Susannah turned her head casually, then gave a wave down to the onlookers. “Oh, hello, Molly… Jeremy. I was just helping Parker take a little walk. Doesn’t he look so much stronger?”
Her voice dripped. Parker had finally caught on to Susannah’s definition of “play” and had trouble restraining a smile. “Good afternoon, Mr. Dickerson,” he called down, meeting the neighbor’s glaring dark eyes with a calm stare.
“Susannah,” Molly said angrily, “if Mr. Prescott is that much recovered, I’ll send Smokey up directly to see that he gets some clothes on and gets moved out to the bunkhouse.”
Susannah’s pretty lips turned down. “You can’t put him out there yet, Molly. He’s still recovering.”

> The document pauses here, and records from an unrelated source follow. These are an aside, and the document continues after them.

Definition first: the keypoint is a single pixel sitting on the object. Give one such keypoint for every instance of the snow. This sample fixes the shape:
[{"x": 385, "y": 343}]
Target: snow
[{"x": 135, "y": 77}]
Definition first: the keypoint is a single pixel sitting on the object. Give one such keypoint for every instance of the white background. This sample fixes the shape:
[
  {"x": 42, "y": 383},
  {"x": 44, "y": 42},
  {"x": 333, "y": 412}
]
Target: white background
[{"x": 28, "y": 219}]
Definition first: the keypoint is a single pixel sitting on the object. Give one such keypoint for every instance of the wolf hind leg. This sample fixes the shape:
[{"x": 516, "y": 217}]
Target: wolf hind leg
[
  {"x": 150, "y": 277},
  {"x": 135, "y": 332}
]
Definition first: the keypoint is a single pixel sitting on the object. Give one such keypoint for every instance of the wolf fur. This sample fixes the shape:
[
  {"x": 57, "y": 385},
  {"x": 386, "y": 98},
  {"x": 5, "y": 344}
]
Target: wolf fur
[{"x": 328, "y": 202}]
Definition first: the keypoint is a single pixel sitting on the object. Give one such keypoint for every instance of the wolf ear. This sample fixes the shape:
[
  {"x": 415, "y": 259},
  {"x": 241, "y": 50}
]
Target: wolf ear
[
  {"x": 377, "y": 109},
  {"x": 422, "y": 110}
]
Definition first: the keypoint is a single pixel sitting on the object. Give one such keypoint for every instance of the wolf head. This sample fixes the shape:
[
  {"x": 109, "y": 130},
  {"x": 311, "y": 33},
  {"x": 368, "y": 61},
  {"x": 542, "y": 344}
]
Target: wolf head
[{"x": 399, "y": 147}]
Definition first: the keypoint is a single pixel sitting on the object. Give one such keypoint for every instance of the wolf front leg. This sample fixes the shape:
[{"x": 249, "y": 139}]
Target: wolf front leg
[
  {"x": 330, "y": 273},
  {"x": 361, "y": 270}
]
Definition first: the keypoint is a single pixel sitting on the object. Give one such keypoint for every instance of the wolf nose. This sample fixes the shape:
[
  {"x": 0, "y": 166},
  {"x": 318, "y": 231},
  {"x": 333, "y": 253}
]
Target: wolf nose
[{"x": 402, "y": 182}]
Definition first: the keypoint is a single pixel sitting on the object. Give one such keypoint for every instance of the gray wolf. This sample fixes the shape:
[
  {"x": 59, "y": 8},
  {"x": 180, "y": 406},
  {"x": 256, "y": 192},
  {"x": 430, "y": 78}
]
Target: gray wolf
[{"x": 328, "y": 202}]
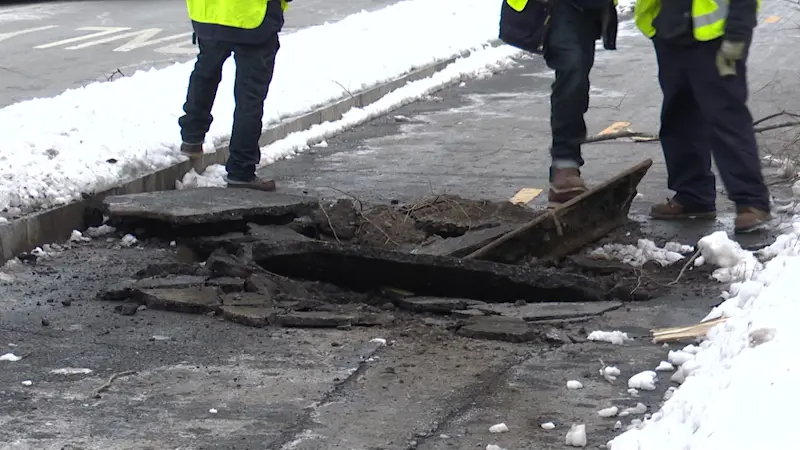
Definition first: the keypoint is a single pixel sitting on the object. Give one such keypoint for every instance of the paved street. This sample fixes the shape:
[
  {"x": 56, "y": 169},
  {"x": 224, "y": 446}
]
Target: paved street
[
  {"x": 51, "y": 46},
  {"x": 202, "y": 382}
]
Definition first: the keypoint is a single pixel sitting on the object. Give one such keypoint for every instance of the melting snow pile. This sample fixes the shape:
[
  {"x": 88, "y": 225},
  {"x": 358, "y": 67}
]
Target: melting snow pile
[
  {"x": 736, "y": 385},
  {"x": 644, "y": 251},
  {"x": 54, "y": 149}
]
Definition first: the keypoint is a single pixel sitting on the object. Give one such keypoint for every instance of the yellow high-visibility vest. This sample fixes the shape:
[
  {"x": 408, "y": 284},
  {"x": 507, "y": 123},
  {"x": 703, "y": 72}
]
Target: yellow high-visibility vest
[
  {"x": 519, "y": 5},
  {"x": 244, "y": 14},
  {"x": 709, "y": 17}
]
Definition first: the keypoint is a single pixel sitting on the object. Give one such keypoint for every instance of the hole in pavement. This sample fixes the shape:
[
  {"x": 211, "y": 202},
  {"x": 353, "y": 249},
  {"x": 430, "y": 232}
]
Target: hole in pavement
[{"x": 302, "y": 263}]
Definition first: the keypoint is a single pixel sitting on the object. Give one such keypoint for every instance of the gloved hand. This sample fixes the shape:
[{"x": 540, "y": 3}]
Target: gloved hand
[{"x": 727, "y": 56}]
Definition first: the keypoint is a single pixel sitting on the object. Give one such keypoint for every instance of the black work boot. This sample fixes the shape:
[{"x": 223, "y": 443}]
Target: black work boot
[{"x": 192, "y": 150}]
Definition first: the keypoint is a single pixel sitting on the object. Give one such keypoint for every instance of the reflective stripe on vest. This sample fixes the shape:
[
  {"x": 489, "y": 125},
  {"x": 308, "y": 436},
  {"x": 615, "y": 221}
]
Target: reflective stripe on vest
[
  {"x": 519, "y": 5},
  {"x": 244, "y": 14},
  {"x": 708, "y": 16}
]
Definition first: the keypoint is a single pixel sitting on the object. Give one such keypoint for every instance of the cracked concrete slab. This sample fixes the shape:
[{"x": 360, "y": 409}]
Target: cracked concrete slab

“He can recover outside,” she snapped.
Parker, his bout of weakness gone, pulled Susannah away from the edge of the railing. “It’s all right,” he said to her in a low voice. He leaned over the edge one last time. “Nice to see you again, Mr. Dickerson,” he called. Then he guided Susannah toward the master bedroom. “I’m feeling quite good, actually.”
Susannah frowned. “Molly’s such a stick at times. I’m afraid I’ve made a muddle of things. She’s making you leave because of the show we put on out there.”
Parker grinned. “It doesn’t matter. It was worth it to see the expression on Dickerson’s face when he looked up and saw you in my arms.”
She giggled. “It was funny. I thought he was going to swallow his tongue. Well, I guess I should leave you alone to get dressed,” she concluded reluctantly, and left the room.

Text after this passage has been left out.